La pétition a le mérite de rappeler que la situation est devenue urgente.
C'est, au demeurant, son seul mérite !
Mais une pétition ne construit pas un programme d'investissement.
Alors, que faire maintenant ?
D'abord, ne pas attendre le prochain Rapport d'Orientations Budgétaires.
Le travail doit commencer dès cet été.
Le maire doit réunir la commission municipale compétente afin d'établir un état des lieux précis :
- quelles écoles sont les plus exposées ?
- quels bâtiments présentent les plus fortes contraintes thermiques ?
- quelles solutions sont envisageables ?
- quel calendrier est réaliste ?
Cette phase de travail doit associer l'ensemble du conseil municipal, il semblerait si on en croit différents ROB qu'un diagnostic existerait, il doit être public.
Le changement climatique n'est ni un sujet de majorité, ni un sujet d'opposition.
C'est un sujet communal.
À l'issue de cette concertation, un budget modificatif pourrait être présenté à l'automne afin de financer les premières études ou les premières interventions en octobre/novembre.
Puis viendrait le temps du budget 2027.
Cette fois, les orientations devraient être clairement inscrites dans le Rapport d'Orientations Budgétaires.

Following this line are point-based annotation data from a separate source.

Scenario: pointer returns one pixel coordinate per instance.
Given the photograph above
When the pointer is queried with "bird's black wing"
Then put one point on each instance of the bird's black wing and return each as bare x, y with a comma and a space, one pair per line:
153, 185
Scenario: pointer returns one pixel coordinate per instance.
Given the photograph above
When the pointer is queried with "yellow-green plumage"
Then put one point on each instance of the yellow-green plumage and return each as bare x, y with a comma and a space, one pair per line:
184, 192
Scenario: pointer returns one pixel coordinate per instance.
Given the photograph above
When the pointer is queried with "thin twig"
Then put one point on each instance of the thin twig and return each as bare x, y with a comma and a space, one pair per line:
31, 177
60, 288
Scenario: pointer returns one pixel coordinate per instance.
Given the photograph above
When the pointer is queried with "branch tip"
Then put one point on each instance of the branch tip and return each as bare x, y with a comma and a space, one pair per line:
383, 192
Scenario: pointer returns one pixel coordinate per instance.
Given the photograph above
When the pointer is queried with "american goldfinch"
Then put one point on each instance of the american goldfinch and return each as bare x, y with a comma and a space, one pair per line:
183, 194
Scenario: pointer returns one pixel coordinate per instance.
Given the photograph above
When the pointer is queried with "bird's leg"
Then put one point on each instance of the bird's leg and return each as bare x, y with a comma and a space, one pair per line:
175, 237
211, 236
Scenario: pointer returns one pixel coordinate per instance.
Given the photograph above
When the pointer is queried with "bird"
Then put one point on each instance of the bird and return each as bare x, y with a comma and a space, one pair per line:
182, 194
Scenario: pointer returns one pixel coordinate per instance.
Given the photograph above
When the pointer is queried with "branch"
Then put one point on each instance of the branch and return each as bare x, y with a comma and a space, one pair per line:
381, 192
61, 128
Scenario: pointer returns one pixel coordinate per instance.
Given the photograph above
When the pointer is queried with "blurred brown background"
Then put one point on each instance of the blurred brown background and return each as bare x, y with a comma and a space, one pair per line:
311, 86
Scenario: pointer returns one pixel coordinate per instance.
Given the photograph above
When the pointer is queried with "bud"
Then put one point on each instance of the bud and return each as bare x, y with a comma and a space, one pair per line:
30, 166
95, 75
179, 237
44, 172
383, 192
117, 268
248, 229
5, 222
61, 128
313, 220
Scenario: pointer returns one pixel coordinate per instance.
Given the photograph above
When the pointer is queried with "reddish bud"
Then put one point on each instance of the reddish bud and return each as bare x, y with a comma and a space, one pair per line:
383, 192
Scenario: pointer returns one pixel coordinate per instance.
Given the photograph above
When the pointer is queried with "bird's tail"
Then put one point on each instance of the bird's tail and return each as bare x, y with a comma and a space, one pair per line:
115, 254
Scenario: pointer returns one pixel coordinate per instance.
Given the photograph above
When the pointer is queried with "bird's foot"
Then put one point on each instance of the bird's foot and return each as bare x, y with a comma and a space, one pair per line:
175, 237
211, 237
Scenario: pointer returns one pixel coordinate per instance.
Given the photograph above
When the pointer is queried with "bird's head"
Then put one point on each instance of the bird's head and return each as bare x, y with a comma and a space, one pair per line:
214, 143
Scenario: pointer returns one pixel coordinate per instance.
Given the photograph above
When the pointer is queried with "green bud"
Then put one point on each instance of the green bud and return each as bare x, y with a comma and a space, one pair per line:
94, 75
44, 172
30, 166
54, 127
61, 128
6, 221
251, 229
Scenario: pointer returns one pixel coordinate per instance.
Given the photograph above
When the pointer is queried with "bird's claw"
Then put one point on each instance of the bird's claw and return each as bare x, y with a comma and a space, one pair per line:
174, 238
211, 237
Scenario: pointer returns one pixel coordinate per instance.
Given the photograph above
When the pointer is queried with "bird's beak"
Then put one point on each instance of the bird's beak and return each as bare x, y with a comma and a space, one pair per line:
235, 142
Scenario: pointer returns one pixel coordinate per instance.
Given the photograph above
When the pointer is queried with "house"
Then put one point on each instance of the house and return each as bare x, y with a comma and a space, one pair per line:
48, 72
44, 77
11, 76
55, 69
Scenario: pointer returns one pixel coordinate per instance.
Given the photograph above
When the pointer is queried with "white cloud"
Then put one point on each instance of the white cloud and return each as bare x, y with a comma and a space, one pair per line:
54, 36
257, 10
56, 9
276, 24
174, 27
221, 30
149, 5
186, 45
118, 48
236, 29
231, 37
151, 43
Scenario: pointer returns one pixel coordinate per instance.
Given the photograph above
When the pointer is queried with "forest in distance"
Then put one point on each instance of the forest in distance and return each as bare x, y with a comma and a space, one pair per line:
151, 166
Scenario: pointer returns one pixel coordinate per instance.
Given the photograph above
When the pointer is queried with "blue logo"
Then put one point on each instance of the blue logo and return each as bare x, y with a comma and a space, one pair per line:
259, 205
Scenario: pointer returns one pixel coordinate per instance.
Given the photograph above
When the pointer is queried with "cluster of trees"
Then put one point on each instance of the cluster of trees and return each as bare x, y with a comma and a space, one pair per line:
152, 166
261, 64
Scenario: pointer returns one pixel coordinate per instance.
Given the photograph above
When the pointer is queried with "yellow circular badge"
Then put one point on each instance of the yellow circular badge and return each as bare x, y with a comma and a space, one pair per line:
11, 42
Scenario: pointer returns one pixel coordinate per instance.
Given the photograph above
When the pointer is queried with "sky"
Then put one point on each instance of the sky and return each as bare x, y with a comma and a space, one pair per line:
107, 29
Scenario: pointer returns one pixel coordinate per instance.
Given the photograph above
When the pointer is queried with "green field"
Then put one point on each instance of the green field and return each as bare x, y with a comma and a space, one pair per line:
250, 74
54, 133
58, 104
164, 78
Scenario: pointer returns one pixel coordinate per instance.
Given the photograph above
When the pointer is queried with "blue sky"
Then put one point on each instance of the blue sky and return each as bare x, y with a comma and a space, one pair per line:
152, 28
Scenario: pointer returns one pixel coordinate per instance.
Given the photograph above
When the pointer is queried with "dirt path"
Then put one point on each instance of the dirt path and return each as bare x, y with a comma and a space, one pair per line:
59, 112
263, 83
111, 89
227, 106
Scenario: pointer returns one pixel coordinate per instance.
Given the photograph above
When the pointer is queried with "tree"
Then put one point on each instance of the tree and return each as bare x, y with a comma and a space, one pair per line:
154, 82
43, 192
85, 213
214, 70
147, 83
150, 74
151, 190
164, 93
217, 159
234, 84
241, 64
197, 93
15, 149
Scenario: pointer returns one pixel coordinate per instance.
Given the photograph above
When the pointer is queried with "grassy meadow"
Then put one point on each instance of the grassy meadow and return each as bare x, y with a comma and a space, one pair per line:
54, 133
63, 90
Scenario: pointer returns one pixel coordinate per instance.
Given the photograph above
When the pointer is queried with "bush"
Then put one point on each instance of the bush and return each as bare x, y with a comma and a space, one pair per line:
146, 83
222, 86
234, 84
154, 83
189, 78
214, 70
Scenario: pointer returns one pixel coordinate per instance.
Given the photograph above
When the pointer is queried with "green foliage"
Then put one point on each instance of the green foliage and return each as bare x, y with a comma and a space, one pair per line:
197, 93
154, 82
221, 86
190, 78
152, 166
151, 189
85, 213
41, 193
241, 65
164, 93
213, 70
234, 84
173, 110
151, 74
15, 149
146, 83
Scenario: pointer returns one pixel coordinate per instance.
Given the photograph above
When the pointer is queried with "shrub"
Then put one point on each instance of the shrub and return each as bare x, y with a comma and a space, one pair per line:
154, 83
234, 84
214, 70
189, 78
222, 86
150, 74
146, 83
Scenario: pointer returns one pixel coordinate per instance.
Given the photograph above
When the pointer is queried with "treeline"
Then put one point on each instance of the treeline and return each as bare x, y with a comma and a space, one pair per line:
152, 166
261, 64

Pas sous la forme d'une formule vague comme « dans les années à venir ».
Mais avec un véritable programme :
- les écoles concernées ;
- les opérations prévues ;
- leur coût estimatif ;
- leur calendrier de réalisation.
Le débat budgétaire retrouverait alors son véritable rôle : discuter des priorités avant que les crédits ne soient votés.
Voilà ce que devrait produire la canicule de 2026.
Non pas une polémique de quelques semaines.
Mais une méthode durable.
Parce que les prochains étés seront probablement plus chauds encore que celui-ci.
Et que les enfants, eux, ne peuvent pas attendre indéfiniment que les rapports budgétaires deviennent enfin des réalisations.